Défiance
Le rapprochement entre Trump et Poutine est perçu par les Européens comme une manière et une approche du président américain de régler des comptes et sanctionner les Européens pour ne pas avoir répondu à son appel de l’aider à finir sa guerre contre l’Iran.
La guerre américaine contre l’Iran a accentué une fissure dynamique entre l’Europe et les États-Unis. Depuis son arrivée à la Maison-Blanche, Donald Trump avait pris en grippe les pays de l’Union européenne. Ses reproches se situaient à deux niveaux. L’économie. Trump pensait que les Européens profitaient largement du marché américain et de son ouverture. La défense. Trump estimait que les Américains, à travers l’Otan, finançaient la sécurité des européens face aux dangers qui les menacent.

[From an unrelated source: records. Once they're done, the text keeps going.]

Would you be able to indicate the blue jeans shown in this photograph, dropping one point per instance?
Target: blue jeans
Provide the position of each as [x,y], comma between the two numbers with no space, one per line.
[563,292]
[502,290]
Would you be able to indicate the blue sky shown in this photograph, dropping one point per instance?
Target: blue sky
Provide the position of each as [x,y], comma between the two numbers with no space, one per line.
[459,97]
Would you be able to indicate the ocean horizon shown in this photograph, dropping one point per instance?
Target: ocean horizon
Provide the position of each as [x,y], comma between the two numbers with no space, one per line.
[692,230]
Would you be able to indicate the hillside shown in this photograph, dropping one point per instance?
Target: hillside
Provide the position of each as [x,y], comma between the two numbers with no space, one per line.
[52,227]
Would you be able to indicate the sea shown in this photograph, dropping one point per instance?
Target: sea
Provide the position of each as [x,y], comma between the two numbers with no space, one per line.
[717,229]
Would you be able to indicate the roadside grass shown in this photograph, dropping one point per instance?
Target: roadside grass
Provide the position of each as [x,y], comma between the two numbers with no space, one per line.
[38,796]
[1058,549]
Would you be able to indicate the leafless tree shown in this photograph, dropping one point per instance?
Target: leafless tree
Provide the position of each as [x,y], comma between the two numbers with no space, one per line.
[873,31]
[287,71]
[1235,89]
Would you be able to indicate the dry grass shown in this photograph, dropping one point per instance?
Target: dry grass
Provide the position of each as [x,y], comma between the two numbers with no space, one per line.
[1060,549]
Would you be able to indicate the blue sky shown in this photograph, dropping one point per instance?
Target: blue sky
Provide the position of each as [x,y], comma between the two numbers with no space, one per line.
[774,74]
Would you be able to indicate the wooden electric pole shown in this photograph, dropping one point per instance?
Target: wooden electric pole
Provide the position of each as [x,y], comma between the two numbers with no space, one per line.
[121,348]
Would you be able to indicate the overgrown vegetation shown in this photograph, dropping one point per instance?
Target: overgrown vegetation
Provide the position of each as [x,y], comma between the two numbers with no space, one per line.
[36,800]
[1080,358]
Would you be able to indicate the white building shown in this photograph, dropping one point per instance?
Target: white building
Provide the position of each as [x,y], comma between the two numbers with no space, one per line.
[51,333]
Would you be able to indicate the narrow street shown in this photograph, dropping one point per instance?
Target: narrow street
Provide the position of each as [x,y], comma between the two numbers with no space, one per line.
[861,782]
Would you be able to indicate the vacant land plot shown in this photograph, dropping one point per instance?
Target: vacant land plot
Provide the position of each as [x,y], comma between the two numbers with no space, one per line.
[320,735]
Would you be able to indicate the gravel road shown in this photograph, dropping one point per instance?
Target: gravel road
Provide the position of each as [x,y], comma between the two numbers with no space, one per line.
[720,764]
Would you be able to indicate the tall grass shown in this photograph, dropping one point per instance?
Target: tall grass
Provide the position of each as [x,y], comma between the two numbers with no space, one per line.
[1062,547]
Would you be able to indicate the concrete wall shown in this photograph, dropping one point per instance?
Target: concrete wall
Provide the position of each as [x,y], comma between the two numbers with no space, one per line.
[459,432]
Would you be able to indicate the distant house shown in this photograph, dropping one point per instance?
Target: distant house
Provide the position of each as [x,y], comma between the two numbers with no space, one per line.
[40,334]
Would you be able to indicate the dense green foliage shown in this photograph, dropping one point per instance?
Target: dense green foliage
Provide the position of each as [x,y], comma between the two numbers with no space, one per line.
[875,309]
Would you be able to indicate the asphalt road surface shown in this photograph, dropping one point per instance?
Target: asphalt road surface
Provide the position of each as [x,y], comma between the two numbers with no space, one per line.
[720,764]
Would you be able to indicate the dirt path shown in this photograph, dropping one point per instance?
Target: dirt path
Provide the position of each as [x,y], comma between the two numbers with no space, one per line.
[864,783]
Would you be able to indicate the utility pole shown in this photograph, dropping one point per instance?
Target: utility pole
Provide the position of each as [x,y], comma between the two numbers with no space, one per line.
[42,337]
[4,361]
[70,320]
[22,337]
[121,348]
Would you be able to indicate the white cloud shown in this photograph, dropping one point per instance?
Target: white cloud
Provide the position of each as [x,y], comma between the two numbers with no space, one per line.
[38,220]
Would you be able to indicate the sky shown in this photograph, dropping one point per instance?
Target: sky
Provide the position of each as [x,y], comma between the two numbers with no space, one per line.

Dès le début de son second mandat, Donald Trump avait, contre toute attente, dégoupillé l’arme des tarifs douaniers contre les exportations européennes. si fortes et si violentes que Bruxelles a mobilisé son arsenal extrême pour y répondre. La guerre commerciale telle que rêvée par Donald Trump n’a pas eu lieu mais cette démarche américaine avait ébranlé une des fondations de confiance entre les deux rives de l’Atlantique.
L’autre fondation de cette relation se situe au sein de l’alliance atlantique. Donald Trump a exprimé sa désapprobation de voir l’Amérique assumer lourdement la charge du financement de cette organisation. L’ambition de Trump est que les pays européens puissent consacrer 5% de leur budget national la dépense militaire. Ce que de nombreux pays européens ont refusé, prétextant que cela bouleverserait leurs agendas économiques.
Donald Trump a une dent contre ces pays et ne rate aucune occasion de les menacer.
C’est dans ce contexte d’extrême tension et de défiance dans la relation entre l’Europe et l’Amérique qu’intervient la guerre contre L’Iran. Dès le début, des pays européens s’y sont opposés frontalement allant jusqu’à la dénoncer comme une flagrante violation du droit international et poussant cette opposition jusqu’a interdire aux avions américains qui participent à cette guerre le survol de l’espace aérien ou l’utilisation des bases américaines en Europe. Ces pays ont justifié cette opposition par le fait que Donald Trump n’a ni informé ni consulté ses alliés européens avant d’entamer cette escalade militaire. Le président américain a eu de très vives critiques à l’égard de l’Europe et de l’Otan lorsque ces deux organisations lui ont opposé un refus catégorique de participer de manière offensive à sa guerre contre l’Iran. L’amertume du Donald Trump est telle qu’il a proféré des menaces contre les Européens et l’Otan. D’abord sur le plan de la guerre entre la Russie et l’Ukraine. Il pourrait, selon les craintes de certains, lever le pied sur l’aide militaire et économique qu’Il apporte à l’Ukraine, exerçant une énorme pression sur les Européens les obligeant à se saigner aux quatre veines pour venir en aide aux Ukrainiens et les aider à résister aux assauts russes. Une des manifestations de la mauvaise américaine est la décision de Trump de réintégrer Vladimir Poutine en proposant de l’inviter au Sommet du G20.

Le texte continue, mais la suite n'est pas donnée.